We all know that our muscles weaken and atrophy as we age. It’s important to note here that muscle atrophy is not the same as dystrophy, which is a genetic condition that causes muscles to weaken to a greater extent and can hamper everyday life. Difficulty walking or running, difficulty swallowing, breathing problems, and even heart arrhythmia are some symptoms of muscular dystrophy. And of course, the most common being muscular pain, for which many patients may be prescribed medical marijuana. After having studied cannabis and muscular dystrophy, reports of diminished pain and overall relaxation in the patient have been reported.
While muscular dystrophy is considered to be a disease that causes muscle atrophy, as we age, everyone goes through some amount of atrophy (which does not mean that it is a disease).
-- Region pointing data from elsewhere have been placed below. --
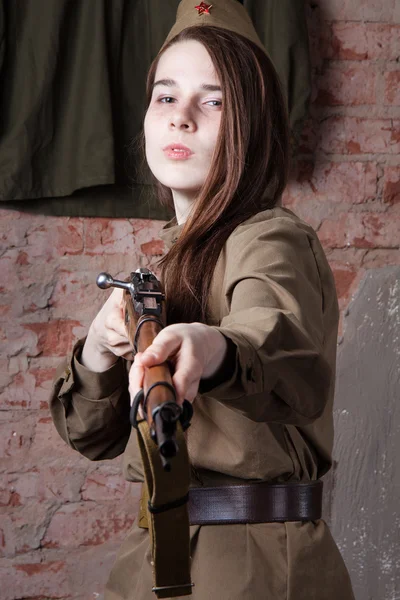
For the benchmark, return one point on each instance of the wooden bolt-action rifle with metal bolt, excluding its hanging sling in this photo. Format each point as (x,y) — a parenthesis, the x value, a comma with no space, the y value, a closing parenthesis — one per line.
(144,319)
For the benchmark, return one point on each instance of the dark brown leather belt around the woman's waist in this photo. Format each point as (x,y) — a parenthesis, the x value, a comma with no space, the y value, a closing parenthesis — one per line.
(251,503)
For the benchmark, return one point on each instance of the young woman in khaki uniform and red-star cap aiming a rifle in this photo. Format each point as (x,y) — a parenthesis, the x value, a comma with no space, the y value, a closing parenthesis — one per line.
(252,322)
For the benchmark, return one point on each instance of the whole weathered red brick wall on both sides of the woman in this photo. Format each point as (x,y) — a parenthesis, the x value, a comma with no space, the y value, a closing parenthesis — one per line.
(62,517)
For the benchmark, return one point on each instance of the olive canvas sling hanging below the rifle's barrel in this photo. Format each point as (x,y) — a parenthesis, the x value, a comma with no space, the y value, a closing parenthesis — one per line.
(168,520)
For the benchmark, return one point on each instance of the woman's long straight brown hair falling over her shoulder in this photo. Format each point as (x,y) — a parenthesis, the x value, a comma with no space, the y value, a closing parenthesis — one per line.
(249,168)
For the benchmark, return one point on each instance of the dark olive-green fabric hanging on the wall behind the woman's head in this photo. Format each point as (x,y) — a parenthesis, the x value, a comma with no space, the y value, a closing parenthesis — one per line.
(72,98)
What you might not know is, the process is controlled by a protein found in the body called ATF4. ATF4 changes the structure of genes and starves muscles of the proteins they need to grow. Interestingly, researchers have discovered two compounds that could shut off ATF4 and help prevent muscle atrophy as we age.
The study fed elderly mice ursolic acid (a compound found in apple peels), tomatidine (a compound found in the skin of green tomatoes) or neither for 2 months. The researchers found that mice eating either compounds were able to increase muscle mass by 10% and muscle strength by 30% over the 2 months, equaling the abilities of young mice. The researchers have plans to replicate the study in humans. If similar results are found, it could lead to the production of supplements that will help prevent muscle loss. Until then, adding apples and green tomatoes is well worth trying.
It’s also worth noting that other studies have also found that strength training throughout the ageing process can help prevent muscle loss.
Muscle grow up until about the age of 30. Afterwards, you can lose up to 3% to 5% of your muscle mass per decade. So if you’re over the age of 30, it couldn’t hurt to add extra apples and green tomatoes into your diet. They’re good for you anyway!
Breen, Leigh, and Stuart M. Phillips. “Interactions between exercise and nutrition to prevent muscle waste during ageing.” British journal of clinical pharmacology 75.3 (2013): 708-715.
Ebert, Scott M., et al. “Identification and Small Molecule Inhibition of an ATF4-dependent Pathway to Age-related Skeletal Muscle Weakness and Atrophy.”Journal of Biological Chemistry (2015): jbc-M115.